QuestionHi
I am an Indian Hindu and have been in a relationship with a Pakistani Muslim girl for the past 3 years. we have been working in UK for the past 3 years. My family knew the relationship since the beginning and they have no issues at all, but it was hidden from her parents. Now her parents came to know of the relationship and have been aggressive against it. They have separated us, they have forcibly taken her back to Pakistan. I have no issues with the Islam and have even accepted to convert to Islam, but still there hasn't been any effect. Though i haven't spoken to her parents directly.
Is there any way i can convince her parents? Do you think i should talk to her parents? should i make my parents talk to her's? will it make anything better if i go and talk to them in Pakistan, rather than talking over the phone?
Please guide us?
Awaiting your reply,
Regards
AnswerHi Abhishek,
I'm really sorry to hear that you both have become the victims of something I find simply totally archaic. I am of the opinion that everyone must be responsible for their own lives and I am completely against any notion that parents can tell their children who to marry based on their belief systems. Love is the only true measure in my opinion.

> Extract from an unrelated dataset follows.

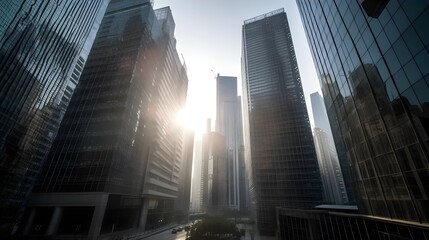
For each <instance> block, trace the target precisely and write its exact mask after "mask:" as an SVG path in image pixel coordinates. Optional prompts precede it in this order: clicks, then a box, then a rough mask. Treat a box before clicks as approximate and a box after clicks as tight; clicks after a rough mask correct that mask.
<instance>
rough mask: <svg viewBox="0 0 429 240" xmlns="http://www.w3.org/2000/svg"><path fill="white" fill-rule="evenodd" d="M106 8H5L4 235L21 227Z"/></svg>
mask: <svg viewBox="0 0 429 240" xmlns="http://www.w3.org/2000/svg"><path fill="white" fill-rule="evenodd" d="M107 4H108V1H105V0H94V1H24V0H6V1H1V2H0V22H1V24H0V212H1V214H0V234H10V233H11V231H13V230H12V228H13V226H15V225H16V224H17V223H18V222H19V216H20V212H22V210H23V207H24V205H23V204H24V202H25V199H26V198H27V197H28V195H29V194H30V192H31V189H32V187H33V185H34V182H35V180H36V179H37V177H38V175H39V172H40V169H41V167H42V166H43V163H44V161H45V159H46V157H47V155H48V153H49V150H50V147H51V144H52V141H53V140H54V138H55V136H56V134H57V131H58V128H59V124H60V122H61V120H62V117H63V115H64V112H65V110H66V108H67V105H68V104H69V101H70V98H71V96H72V94H73V91H74V89H75V88H76V85H77V83H78V81H79V77H80V75H81V72H82V69H83V67H84V65H85V61H86V59H87V56H88V53H89V50H90V48H91V46H92V43H93V41H94V37H95V34H96V33H97V30H98V27H99V24H100V22H101V19H102V17H103V14H104V12H105V10H106V7H107Z"/></svg>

Naturally, you will understand that any advice I would give will be biased and not in tune with what her parents will want to understand because they have been raised to believe that they are the architects of destiny. There is very little you can do to change that, because most people like that simply do not want to hear anything but what they have been taught. To find compromise there has to be a willingness to listen to alternative views, and from my experience, anyone who reacts the way they did is simply beyond being able to accept any other view point than their own.
I do suggest however that you show them that you have class and conviction and speak to them in person , with a calm manner, expressing your views and your love for their daughter. If you however try to push them to accept your viewpoint , you need to understand that these people are fanatically embracing a religion taught to them as opposed to a life of their own choosing and a life of thinking freely for themselves. That being said, keep your chin up and rest assured that what you see is correct in more ways than one. Love is the basis for marriage, not religion , nor what parents may think is best for their offspring. After all, are you not adults and able to make your own decisions?
The only guidance I can give you is to be totally honest and forthright and to show class and consideration for their position, but that you not allow yourself to be held hostage by someone elses' beliefs, because unfortunately, even though they have been held for many centuries, that in itself is not a confirmation of their righteousness.
Good luck to you and I do hope that you have the strength and conviction to deal with this, because it is a very difficult task.